According to bank MD, new improvements for the broker channel coming in 2022 will include:

  • Building on its partnerships with illion to expand its auto credit decisioning capacity
  • Bringing in electronic signatures for applications
  • “Enhancing and further rolling out” electronic ID and verification of identity (currently provided by greenID)
  • Leveraging open banking data more broadly (through its partnership NextGen.Net and Frollo) to “simplify” the application process

He told The Adviser: “Really pleasingly, we’ve moved from about 20 per cent auto approved loans to around 60 per cent auto approved mortgages this year. And we’ve done that by being able to move more towards a data-driven assessment. We’re able to feed more information into our engine and as a result of that, we’re able to make it easier for brokers, with less requests for information, for example.

“We think there’s more opportunity to continue to look at how we use data, including how we will leverage open banking to be able to take other forms of data, ingest those into the engine and therefore make more decisions faster. 

“Today, about 60 per cent of our loans are auto credit decisioned. I’d see that rising probably another 15-20 percentage point uplift next year.

“So all these enhancements will make it easier for brokers and easier for customers to do business with us. 

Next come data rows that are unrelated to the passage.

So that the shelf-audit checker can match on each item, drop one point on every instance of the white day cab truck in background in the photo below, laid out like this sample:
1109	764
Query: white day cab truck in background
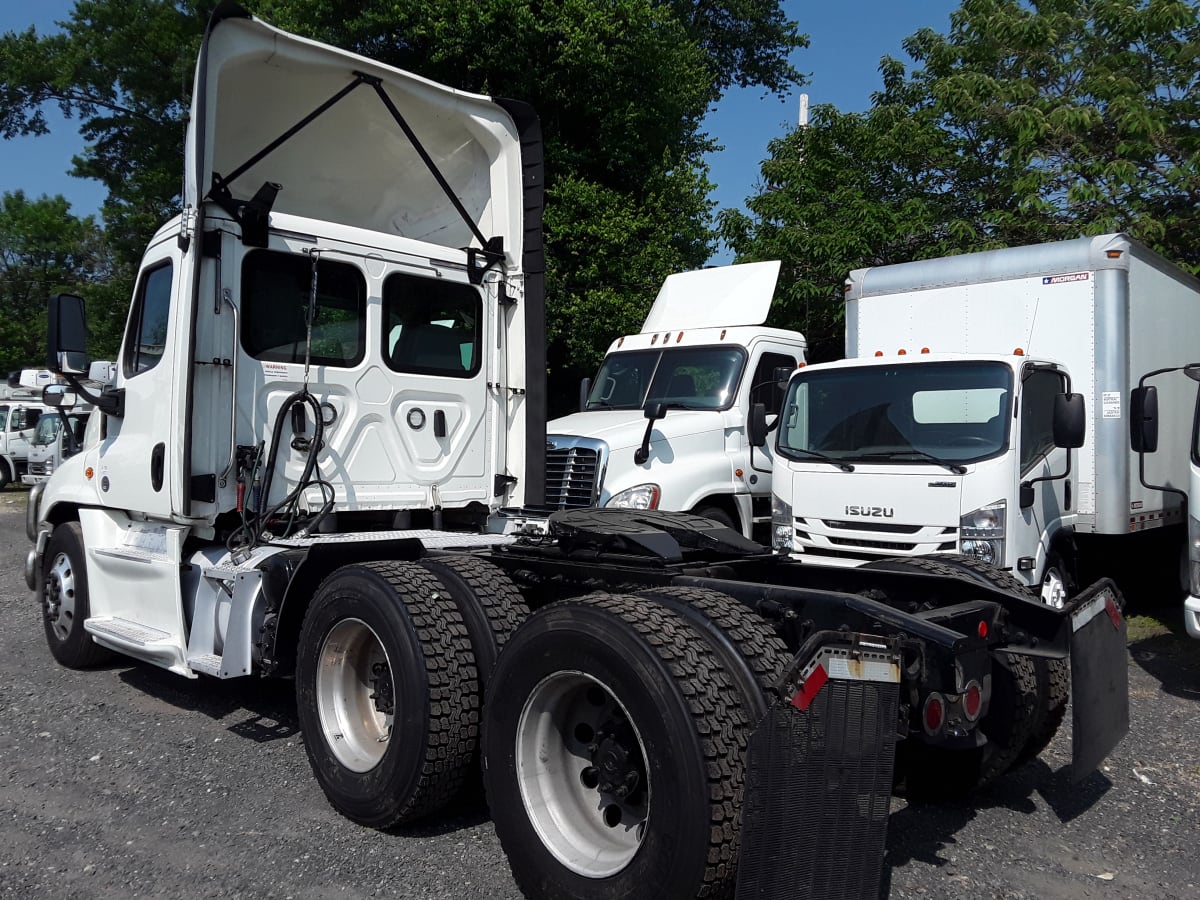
666	423
329	390
984	409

“What we are saying to our brokers is very much about the service proposition. We’re aiming to not just deliver fast turnaround times, but consistent, predictable results, which means that a broker can – with confidence – recommend AMP Bank to their customers.” 

The bank has been building its broker support team in the past year to help prepare for this push in the channel, having recently recruited Paul Herbert as its new head of intermediary distribution and governance, who has been tasked with driving mortgage growth and strengthening the bank’s service offering for brokers and advisers.

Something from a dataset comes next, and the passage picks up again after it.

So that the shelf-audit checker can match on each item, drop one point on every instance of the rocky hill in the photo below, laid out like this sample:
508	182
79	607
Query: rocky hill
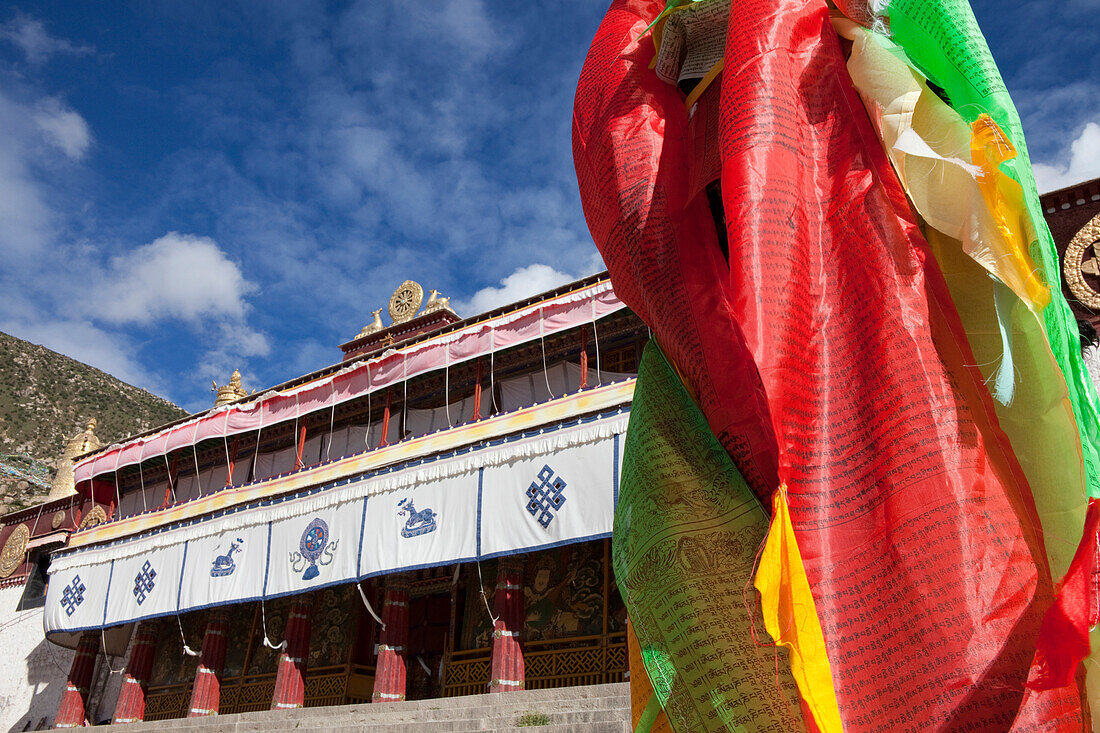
46	397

AMP will also next year welcome Felicia Trewin, currently AustralianSuper’s group executive for technology services, as its new chief technology officer (CTO) and member of the group executive committee.

Ms Trewin will start in the role in March 2022, reporting to AMP chief executive Alexis George and will be responsible for leading the group’s technology strategy and accelerating the adoption of digital and data technology across the wealth and banking business.

Speaking of Ms Trewin’s appointment earlier this month, Ms George stated: “Digital and data is a key enabler of our strategy and we are pleased to have secured a technology leader of Felicia’s capability to drive our agenda forward. 

“She will bring energy and a fresh perspective, but also her extensive experience in the wealth and banking industries. Through her career, Felicia has [worked] on the full spectrum of technology from development of new tech through to large program delivery and optimisation. We look forward to welcoming her to AMP.”

The bank is also currently on a recruitment drive in Victoria, looking to strengthen its state team and expand its presence outside of its Sydney stronghold.